Source
urlhttps://sahillavingia.com/reflecting
rawraw/highlights-gumroad-failure.json

TL;DR: “A lot of creators absolutely loved us, but there weren’t enough of them who needed our specific product offering.” Product-market fit in a niche is great. If the niche is too small for the ambition, you need a larger fit to justify venture scale — and there is no amount of product excellence that can fix being in too small a market. Lavingia’s piece is one of the most honest founder post-mortems ever published.

What it means

Lavingia’s post is a rare thing: a founder writing publicly about not winning, in detail, with specific numbers and specific decisions. Gumroad worked. Creators loved it. Revenue grew steadily. But the market itself determined the growth rate, and every month of sub-20% growth should have been a red flag — and Lavingia, who had raised on the assumption of much faster growth, eventually had to lay off most of the team and run the company as a profitable smaller business.

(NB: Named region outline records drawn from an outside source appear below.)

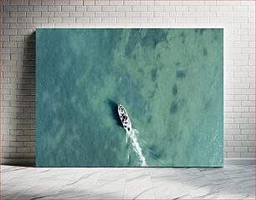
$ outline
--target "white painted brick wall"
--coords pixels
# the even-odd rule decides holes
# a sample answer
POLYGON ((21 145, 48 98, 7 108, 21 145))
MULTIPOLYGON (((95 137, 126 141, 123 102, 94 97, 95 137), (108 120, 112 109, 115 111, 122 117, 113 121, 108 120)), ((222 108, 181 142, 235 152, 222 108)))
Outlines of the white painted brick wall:
POLYGON ((224 28, 225 158, 255 157, 253 1, 2 2, 4 162, 35 157, 36 28, 224 28))

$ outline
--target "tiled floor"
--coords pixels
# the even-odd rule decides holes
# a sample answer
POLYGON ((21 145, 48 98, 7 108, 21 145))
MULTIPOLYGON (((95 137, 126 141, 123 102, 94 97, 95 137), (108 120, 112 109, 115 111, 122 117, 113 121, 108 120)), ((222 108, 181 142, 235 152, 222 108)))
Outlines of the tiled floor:
POLYGON ((37 168, 1 166, 3 199, 255 199, 255 166, 37 168))

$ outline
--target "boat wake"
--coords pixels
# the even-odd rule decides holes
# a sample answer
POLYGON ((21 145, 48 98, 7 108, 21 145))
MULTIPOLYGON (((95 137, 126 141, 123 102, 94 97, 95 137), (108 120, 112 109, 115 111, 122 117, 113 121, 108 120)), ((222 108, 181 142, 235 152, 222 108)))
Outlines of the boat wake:
MULTIPOLYGON (((141 148, 140 147, 140 144, 138 142, 136 135, 139 134, 139 132, 136 129, 131 128, 130 131, 126 130, 126 143, 131 142, 133 150, 137 154, 137 157, 141 162, 141 167, 146 167, 146 158, 142 154, 141 148)), ((129 154, 128 154, 128 159, 129 159, 129 154)))
MULTIPOLYGON (((133 149, 136 152, 137 157, 140 159, 141 166, 146 167, 147 165, 146 162, 146 158, 142 154, 142 150, 140 147, 140 144, 136 138, 136 135, 139 134, 139 132, 136 129, 134 129, 131 128, 131 122, 129 118, 128 113, 125 108, 120 103, 118 103, 118 114, 123 124, 123 127, 126 132, 126 143, 128 143, 131 141, 133 149)), ((130 159, 129 152, 128 152, 127 158, 128 160, 130 159)))

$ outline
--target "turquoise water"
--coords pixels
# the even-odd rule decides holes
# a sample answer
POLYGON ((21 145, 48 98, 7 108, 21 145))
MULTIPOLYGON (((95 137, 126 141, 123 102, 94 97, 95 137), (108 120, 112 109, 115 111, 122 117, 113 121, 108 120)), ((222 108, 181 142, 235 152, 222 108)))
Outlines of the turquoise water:
POLYGON ((223 30, 37 29, 38 167, 149 167, 223 159, 223 30))

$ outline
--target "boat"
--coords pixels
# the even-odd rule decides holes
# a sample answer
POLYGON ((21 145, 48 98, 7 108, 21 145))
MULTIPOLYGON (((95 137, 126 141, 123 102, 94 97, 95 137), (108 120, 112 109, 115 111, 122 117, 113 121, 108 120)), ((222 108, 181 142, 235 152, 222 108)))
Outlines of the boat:
POLYGON ((123 127, 126 132, 130 132, 132 130, 131 122, 129 118, 128 113, 124 106, 120 103, 118 103, 118 114, 119 118, 123 124, 123 127))

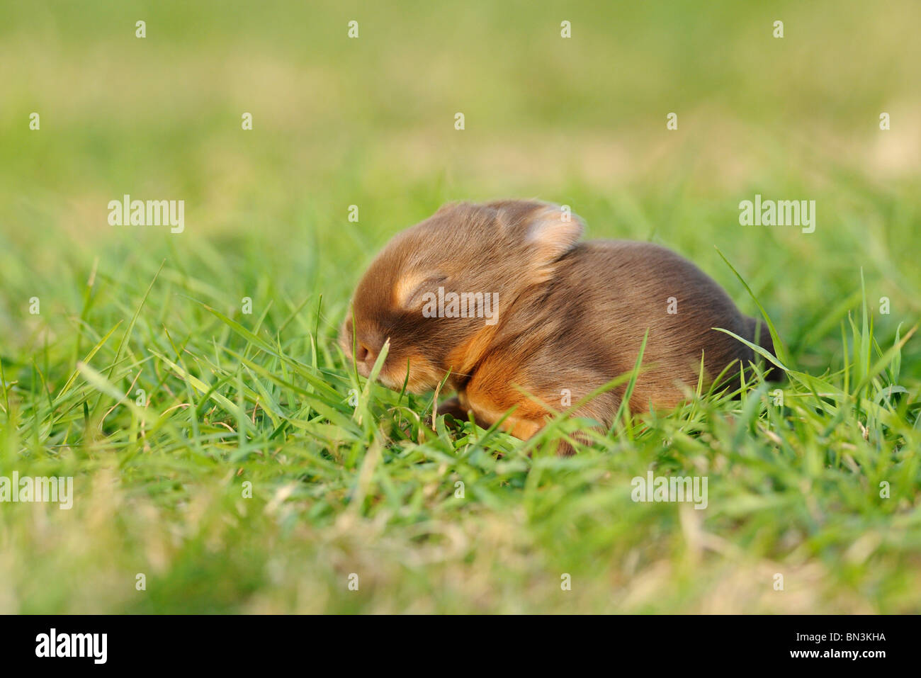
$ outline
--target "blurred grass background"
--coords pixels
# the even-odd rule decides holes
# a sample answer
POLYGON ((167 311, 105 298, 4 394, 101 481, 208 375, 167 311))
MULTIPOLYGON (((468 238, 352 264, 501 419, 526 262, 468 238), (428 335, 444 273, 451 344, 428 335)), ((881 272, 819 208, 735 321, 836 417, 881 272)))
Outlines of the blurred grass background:
MULTIPOLYGON (((589 237, 666 244, 753 313, 718 247, 798 366, 841 370, 841 323, 859 306, 861 268, 880 346, 892 345, 900 323, 904 336, 921 311, 917 3, 0 7, 0 357, 13 403, 2 403, 0 471, 69 470, 84 497, 70 512, 0 506, 0 611, 919 609, 921 551, 908 536, 918 533, 910 408, 906 430, 875 447, 856 421, 840 432, 839 442, 880 459, 908 455, 897 458, 904 494, 892 502, 907 517, 892 528, 896 508, 847 494, 873 488, 841 461, 828 422, 790 451, 799 461, 804 450, 834 455, 843 475, 818 499, 798 489, 812 462, 791 461, 795 480, 786 485, 764 463, 752 470, 733 457, 762 450, 764 436, 739 438, 715 421, 664 460, 655 446, 618 444, 565 462, 535 456, 540 473, 526 457, 496 461, 484 450, 474 462, 449 461, 430 445, 391 459, 385 446, 390 480, 371 467, 367 506, 356 510, 361 463, 377 439, 363 438, 367 421, 353 432, 354 456, 340 458, 324 451, 320 423, 270 438, 274 425, 263 430, 253 411, 257 430, 240 449, 277 446, 272 466, 202 438, 215 424, 198 416, 204 407, 174 410, 173 427, 145 444, 128 408, 99 418, 116 402, 100 404, 84 375, 76 400, 62 393, 77 359, 122 321, 89 361, 122 392, 137 377, 150 382, 158 413, 181 403, 188 380, 171 381, 178 372, 160 357, 175 359, 178 345, 197 357, 191 361, 206 354, 217 366, 211 374, 239 368, 250 392, 236 376, 216 387, 231 402, 239 394, 264 404, 257 376, 218 349, 236 345, 229 325, 196 299, 277 339, 286 355, 342 375, 331 335, 374 252, 448 200, 506 196, 570 205, 589 237), (346 36, 353 19, 357 40, 346 36), (783 39, 772 37, 778 19, 783 39), (143 40, 137 20, 146 22, 143 40), (571 39, 560 37, 563 20, 571 39), (29 129, 33 111, 40 131, 29 129), (252 131, 240 129, 244 111, 252 131), (454 129, 459 111, 463 131, 454 129), (667 131, 672 111, 679 127, 667 131), (889 131, 879 127, 883 111, 889 131), (739 202, 756 193, 815 200, 816 231, 740 226, 739 202), (184 200, 185 232, 110 226, 107 204, 123 193, 184 200), (358 223, 347 221, 350 205, 358 223), (130 363, 117 363, 122 333, 164 262, 124 340, 130 363), (41 315, 29 313, 32 297, 41 315), (253 299, 252 316, 239 314, 243 297, 253 299), (881 297, 892 300, 889 315, 878 312, 881 297), (86 435, 83 402, 97 434, 86 435), (625 474, 629 488, 650 462, 708 470, 717 497, 717 469, 740 483, 723 485, 727 497, 745 488, 731 510, 711 499, 706 528, 718 542, 699 536, 699 512, 622 503, 624 485, 611 473, 625 474), (261 487, 252 500, 262 497, 260 508, 227 497, 238 468, 261 487), (471 484, 482 494, 476 508, 459 512, 441 495, 450 497, 448 479, 464 469, 476 469, 471 484), (788 524, 774 524, 784 516, 788 524), (845 554, 853 566, 842 565, 845 554), (799 573, 795 594, 770 589, 778 562, 799 573), (375 586, 356 595, 341 584, 362 567, 375 586), (156 586, 142 594, 134 573, 144 571, 156 586), (590 583, 560 598, 561 571, 590 583)), ((255 345, 235 350, 255 359, 255 345)), ((901 374, 916 394, 916 341, 905 345, 901 374)), ((344 397, 344 383, 330 383, 344 397)), ((297 396, 266 388, 294 418, 297 396)), ((421 412, 425 401, 414 406, 421 412)), ((236 444, 239 422, 224 424, 236 444)))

The lesson is the most important one in startup strategy and one of the hardest to internalize: PMF and market fit are not the same thing. PMF means users love you. Market fit means there are enough of those users to support the business you want to build. You can have the first without the second, and almost no founder figures this out before they’ve already raised at a valuation that makes the smaller path look like a failure.

The argument

Market determines growth rate. “It doesn’t matter how amazing your product is, or how fast you ship features. The market you’re in will determine most of your growth.” This is the invisible-asymptotes thesis in action — Gumroad’s ceiling was the creator market size at the time Lavingia was building, and no amount of product excellence could push through it. This is exactly why market-selection is the first strategic decision and the maze matters more than execution. Wrong market = wrong asymptote, and you only find out years later.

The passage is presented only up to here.